Sharon Mather’s typical day is spent with her husband, Bob, and their granddaughter, Allie. They quilt, garden and feed the chickens housed in her Lake County backyard.
But chicken is one adjective that won’t be used to describe the grandmother.
She is one of hundreds of grandmothers across the state that are now packing.
“Not so much for me but if I want to take my granddaughter to the park or out for a walk or anything, I felt I need something for protection,” Mather said. “What if something happened and I could not protect her? I wouldn’t be able to live with myself.”
And many of the grandmothers we talked to say that’s the main reason they decided to head to the gun range.
“I need to be safe,” said Debbie Batulewick. “The world’s not safe anymore and a gun is going to make me feel that way.”
Ester Beris the facilitator of a Girl and A Gun women’s shooting league in Painesville says the majority of people enrolled in her CCW class are women over the age of 50.

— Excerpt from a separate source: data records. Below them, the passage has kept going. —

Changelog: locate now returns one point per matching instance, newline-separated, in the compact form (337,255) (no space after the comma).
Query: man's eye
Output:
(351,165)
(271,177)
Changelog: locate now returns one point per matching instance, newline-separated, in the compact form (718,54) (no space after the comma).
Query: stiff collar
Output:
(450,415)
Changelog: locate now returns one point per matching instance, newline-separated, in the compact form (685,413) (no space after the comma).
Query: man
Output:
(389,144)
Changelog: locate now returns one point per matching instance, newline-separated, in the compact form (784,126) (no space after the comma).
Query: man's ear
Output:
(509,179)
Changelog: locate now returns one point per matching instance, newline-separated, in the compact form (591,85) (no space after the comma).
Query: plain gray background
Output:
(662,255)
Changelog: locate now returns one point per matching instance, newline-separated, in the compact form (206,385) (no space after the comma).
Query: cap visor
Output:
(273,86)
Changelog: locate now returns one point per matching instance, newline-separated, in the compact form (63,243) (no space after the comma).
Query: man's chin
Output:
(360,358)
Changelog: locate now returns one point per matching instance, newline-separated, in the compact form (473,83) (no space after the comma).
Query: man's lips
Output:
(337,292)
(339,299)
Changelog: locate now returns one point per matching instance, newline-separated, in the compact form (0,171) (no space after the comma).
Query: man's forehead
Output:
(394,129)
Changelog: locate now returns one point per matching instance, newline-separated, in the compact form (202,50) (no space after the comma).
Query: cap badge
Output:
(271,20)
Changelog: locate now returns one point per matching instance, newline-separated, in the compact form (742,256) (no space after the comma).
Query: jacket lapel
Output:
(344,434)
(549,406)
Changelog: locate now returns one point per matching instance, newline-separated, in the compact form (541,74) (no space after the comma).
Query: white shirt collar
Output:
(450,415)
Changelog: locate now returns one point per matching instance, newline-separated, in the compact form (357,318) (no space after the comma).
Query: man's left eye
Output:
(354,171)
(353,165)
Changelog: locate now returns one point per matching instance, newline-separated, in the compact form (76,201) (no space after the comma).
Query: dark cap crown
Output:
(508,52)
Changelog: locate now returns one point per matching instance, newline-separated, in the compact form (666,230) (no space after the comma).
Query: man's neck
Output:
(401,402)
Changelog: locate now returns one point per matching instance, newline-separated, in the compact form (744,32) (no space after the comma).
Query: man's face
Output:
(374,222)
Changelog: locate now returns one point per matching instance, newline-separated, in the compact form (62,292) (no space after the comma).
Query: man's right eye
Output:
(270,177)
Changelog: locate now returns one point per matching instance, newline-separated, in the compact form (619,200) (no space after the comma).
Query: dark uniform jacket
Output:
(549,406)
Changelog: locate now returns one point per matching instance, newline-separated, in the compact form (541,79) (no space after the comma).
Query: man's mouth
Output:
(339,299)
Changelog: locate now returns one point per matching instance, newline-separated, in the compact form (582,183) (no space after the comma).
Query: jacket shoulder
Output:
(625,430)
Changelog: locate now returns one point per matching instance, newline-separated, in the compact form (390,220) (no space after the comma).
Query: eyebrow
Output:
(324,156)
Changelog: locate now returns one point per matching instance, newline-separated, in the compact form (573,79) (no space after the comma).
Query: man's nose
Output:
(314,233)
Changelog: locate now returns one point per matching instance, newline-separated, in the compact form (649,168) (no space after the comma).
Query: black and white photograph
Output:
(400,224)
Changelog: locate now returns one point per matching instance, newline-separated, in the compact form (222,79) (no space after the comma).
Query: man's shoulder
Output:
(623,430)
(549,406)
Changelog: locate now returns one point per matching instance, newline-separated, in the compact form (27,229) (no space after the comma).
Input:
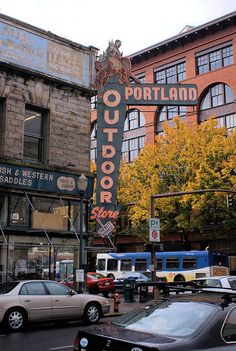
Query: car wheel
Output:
(92,313)
(15,319)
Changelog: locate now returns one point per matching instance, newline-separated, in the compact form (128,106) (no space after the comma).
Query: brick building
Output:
(46,83)
(203,55)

Just like Ada Fry, of Painesville, who also wants to be able to protect herself and her family. She says she often travels with her family to dog shows, where they stay overnight in a motor home.
“A lot of times you are out in the middle of a field and as a safety precaution, now I can have a gun in a small safe inside the motor home just to protect us,” Fry said.
Employees at Stonewall Gun Shop and Pistol Range in Broadview Heights are also noticing the same trend.
“Basically with the violence that is escalating and you could probably parallel it, the violence and the amount of women that are becoming afraid for their lives, their safety, and the safety of their families,” Diane Donnett said.
Donnett and Chantal Freeman say what’s most important for anyone buying a gun, especially women, is that they know the proper way to handle a firearm and feel comfortable, so that they would be able to protect themselves in the event of an emergency.
And that’s something Sharon Mather wants to make sure she can do.